Partout ces attaques se mènent par le biais de la concertation et du dialogue social. POUR, la revue de la FSU, ne s'en cache même pas. Dans son numéro de septembre, est écrit sous le titre : "Un calendrier chargé"(sic!)
"Les discussions sur la Fonction Publique reprennent dès septembre entre gouvernement et fonctionnaires en vue de l'élaboration d'un projet de loi au premier semestre 2019".
Cette simple phrase fait litière de l'argumentation selon laquelle les dirigeants syndicaux participeraient aux concertations "pour y défendre les revendications". Là, on affirme clairement que le but est l'élaboration de la loi du gouvernement. "La concertation porte sur le dialogue social, les rémunérations, l'accroissement du recours aux contractuels et la mobilité notamment vers le privé...
La consultation sur la réforme des retraites reprend également en septembre..."
Il s'agit entre autres de liquider le code des pensions qui garantit la retraite des fonctionnaires pour instaurer la retraite à points.
Les enseignants peuvent déjà tirer le bilan des 55 réunions de concertation avec les dirigeants du SNESUP et de l'UNEF qui ont conduit à la loi ORE et à Parcoursup. Ils peuvent tirer le bilan de la participation constante des dirigeants du SNES et de FO à l'élaboration de la contre-réforme du lycée, de la commission Mathiot à la participation à toutes les instances de concertation qui ont suivi telles le Conseil Supérieur de l'Education. Ils peuvent constater que la concertation est l'indispensable marchepied du gouvernement pour faire passer toutes ses mesures. En réalité, la participation à la concertation est totalement incompatible avec la défense des revendications.
C'est ce qui apparaît dans l’US du 29 août (journal du SNES) où la direction du SNES, loin de se prononcer pour le retrait du projet de réforme du recrutement écrit : " Le SNES est favorable à ce que la formation dans le cadre des ESPE soit revue. L'année de stage est trop lourde, réduire l'horaire du service en responsabilité à un tiers du service rendrait aux stagiaires le temps nécessaire pour se former... Pour le SNES-FSU, de véritables prérecrutements permettent à des élèves-professeurs de se consacrer à leur formation et de réussir". Comme si c'était cela qui était en cause!
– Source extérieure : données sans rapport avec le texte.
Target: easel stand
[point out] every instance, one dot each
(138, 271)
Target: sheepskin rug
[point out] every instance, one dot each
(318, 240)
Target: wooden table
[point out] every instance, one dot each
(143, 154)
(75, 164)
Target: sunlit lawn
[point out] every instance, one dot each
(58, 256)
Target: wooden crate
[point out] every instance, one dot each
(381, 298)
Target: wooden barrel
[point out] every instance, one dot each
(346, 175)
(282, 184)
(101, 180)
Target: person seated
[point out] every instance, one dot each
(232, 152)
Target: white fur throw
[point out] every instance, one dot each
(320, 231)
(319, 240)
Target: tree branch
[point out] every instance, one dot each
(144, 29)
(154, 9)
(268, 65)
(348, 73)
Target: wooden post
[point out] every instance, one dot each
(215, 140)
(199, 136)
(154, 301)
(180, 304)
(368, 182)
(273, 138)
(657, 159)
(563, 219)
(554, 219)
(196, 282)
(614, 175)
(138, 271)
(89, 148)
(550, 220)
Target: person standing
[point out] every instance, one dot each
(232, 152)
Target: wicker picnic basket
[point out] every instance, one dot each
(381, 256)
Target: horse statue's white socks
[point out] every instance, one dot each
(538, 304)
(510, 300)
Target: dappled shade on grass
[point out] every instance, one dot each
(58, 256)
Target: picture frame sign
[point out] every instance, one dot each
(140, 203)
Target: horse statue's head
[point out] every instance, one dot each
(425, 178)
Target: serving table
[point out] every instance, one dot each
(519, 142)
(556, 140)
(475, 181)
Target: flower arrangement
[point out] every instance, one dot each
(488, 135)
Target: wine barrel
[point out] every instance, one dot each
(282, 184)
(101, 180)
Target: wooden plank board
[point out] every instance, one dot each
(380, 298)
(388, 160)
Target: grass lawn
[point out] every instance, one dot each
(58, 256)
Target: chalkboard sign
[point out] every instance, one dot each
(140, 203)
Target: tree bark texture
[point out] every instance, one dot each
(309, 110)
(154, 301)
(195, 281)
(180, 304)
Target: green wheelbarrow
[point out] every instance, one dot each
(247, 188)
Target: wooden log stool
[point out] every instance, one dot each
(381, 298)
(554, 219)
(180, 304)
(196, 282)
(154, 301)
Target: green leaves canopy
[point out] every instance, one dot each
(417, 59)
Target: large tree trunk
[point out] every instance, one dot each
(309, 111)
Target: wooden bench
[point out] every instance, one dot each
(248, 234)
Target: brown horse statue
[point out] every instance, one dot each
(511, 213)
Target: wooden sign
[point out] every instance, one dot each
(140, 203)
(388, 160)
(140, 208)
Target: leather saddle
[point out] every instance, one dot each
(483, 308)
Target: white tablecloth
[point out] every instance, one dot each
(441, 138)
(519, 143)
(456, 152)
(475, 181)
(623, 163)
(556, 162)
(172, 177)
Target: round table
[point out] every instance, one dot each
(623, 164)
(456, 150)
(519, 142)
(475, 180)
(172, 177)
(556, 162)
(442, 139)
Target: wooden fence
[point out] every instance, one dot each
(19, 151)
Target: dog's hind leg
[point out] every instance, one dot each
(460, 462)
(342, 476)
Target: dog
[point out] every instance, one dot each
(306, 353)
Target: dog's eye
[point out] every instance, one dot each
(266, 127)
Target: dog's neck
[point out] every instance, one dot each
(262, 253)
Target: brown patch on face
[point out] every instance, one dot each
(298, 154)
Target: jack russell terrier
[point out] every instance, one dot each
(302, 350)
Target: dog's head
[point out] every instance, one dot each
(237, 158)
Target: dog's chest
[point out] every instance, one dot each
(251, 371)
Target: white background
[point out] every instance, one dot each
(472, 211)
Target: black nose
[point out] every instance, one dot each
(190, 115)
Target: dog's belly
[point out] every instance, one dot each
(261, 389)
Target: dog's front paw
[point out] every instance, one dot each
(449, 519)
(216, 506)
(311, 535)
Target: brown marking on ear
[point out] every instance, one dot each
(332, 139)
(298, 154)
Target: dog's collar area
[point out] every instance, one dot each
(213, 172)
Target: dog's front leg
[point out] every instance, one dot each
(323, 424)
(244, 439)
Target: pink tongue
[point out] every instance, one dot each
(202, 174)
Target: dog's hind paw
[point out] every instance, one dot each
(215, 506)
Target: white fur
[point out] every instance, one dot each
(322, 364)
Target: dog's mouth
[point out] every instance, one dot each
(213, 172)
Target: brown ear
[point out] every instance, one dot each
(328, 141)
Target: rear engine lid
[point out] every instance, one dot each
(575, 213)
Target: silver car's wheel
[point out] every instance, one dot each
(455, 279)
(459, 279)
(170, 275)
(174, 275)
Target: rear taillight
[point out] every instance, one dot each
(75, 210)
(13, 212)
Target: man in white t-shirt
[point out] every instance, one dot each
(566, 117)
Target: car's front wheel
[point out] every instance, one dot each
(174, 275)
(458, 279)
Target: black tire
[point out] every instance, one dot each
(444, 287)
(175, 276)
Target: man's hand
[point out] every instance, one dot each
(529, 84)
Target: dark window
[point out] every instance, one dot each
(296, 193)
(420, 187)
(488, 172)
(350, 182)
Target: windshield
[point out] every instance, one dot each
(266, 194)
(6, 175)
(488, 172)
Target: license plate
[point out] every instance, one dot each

Dans tout l'article pas un mot sur le cœur de l'attaque gouvernementale : le stagiaire n'est plus un fonctionnaire stagiaire, mais un apprenti. Pas un mot sur la menace formulée par Vidal : fin du recrutement par concours!
Il n'en va pas autrement sur la réforme du lycée. De temps à autre, la direction du SNES indique son "opposition" à la réforme. Mais dans son courrier aux secrétaires de section syndicale, elle indique sa véritable position :
"La mise en œuvre de la réforme est prévue en Seconde et Première pour septembre 2019. (...) Toutefois c’est au cours de cette année scolaire que vont se discuter dans les académies et les établissements les conditions de rentrée 2019. (...) Dans les rectorats, c’est entre septembre et décembre que va se décider la carte des enseignements de spécialité. (...) Pour les sections syndicales académiques, départementales et locales du SNES-FSU, c’est dès à présent que les interventions s’imposent.
Les chefs d’établissement sont d’ores et déjà sollicités pour faire remonter aux rectorats leurs demandes d’options (Secondes et Premières) et d’enseignements de spécialité (Premières et Terminales). Ils seront appelés à se concerter et à faire des choix à l’échelle de districts ou de réseaux d’établissements. Il faut exiger très rapidement que soient consultées les équipes et respectés les droits des CA."
Autrement dit, la direction du SNES invite les sections syndicales à "s'impliquer" dans la mise en œuvre de la réforme, y compris à participer dans les CA à la foire d'empoigne pour obtenir dans son établissement tel ou tel enseignement de spécialité en dépouillant le lycée voisin!
Et ce dans une situation où le gouvernement annonce que la "carte des spécialités" inclut les établissements privés ce qui pose en principe que certaines spécialités ne pourront se faire que dans le privé!
S'organiser pour imposer la rupture de la concertation- collaboration des dirigeants syndicaux avec le gouvernement.
C'est sur cette orientation de concertation renforcée que les dirigeants syndicaux appellent à la journée d'action du 9 octobre pour que le gouvernement "entende les attentes sociales". Dans cet appel, l'offensive gouvernementale (retraites, statut de la Fonction Publique, enseignement) n'est jamais caractérisée avec précision. Le budget 2019 – avec entre autres la suppression des 3000 postes dans le secondaire et chez les non enseignants parmi les 7000 postes supprimés dans les ministères autres que la défense, la police et la justice) – n'est pas même mentionné!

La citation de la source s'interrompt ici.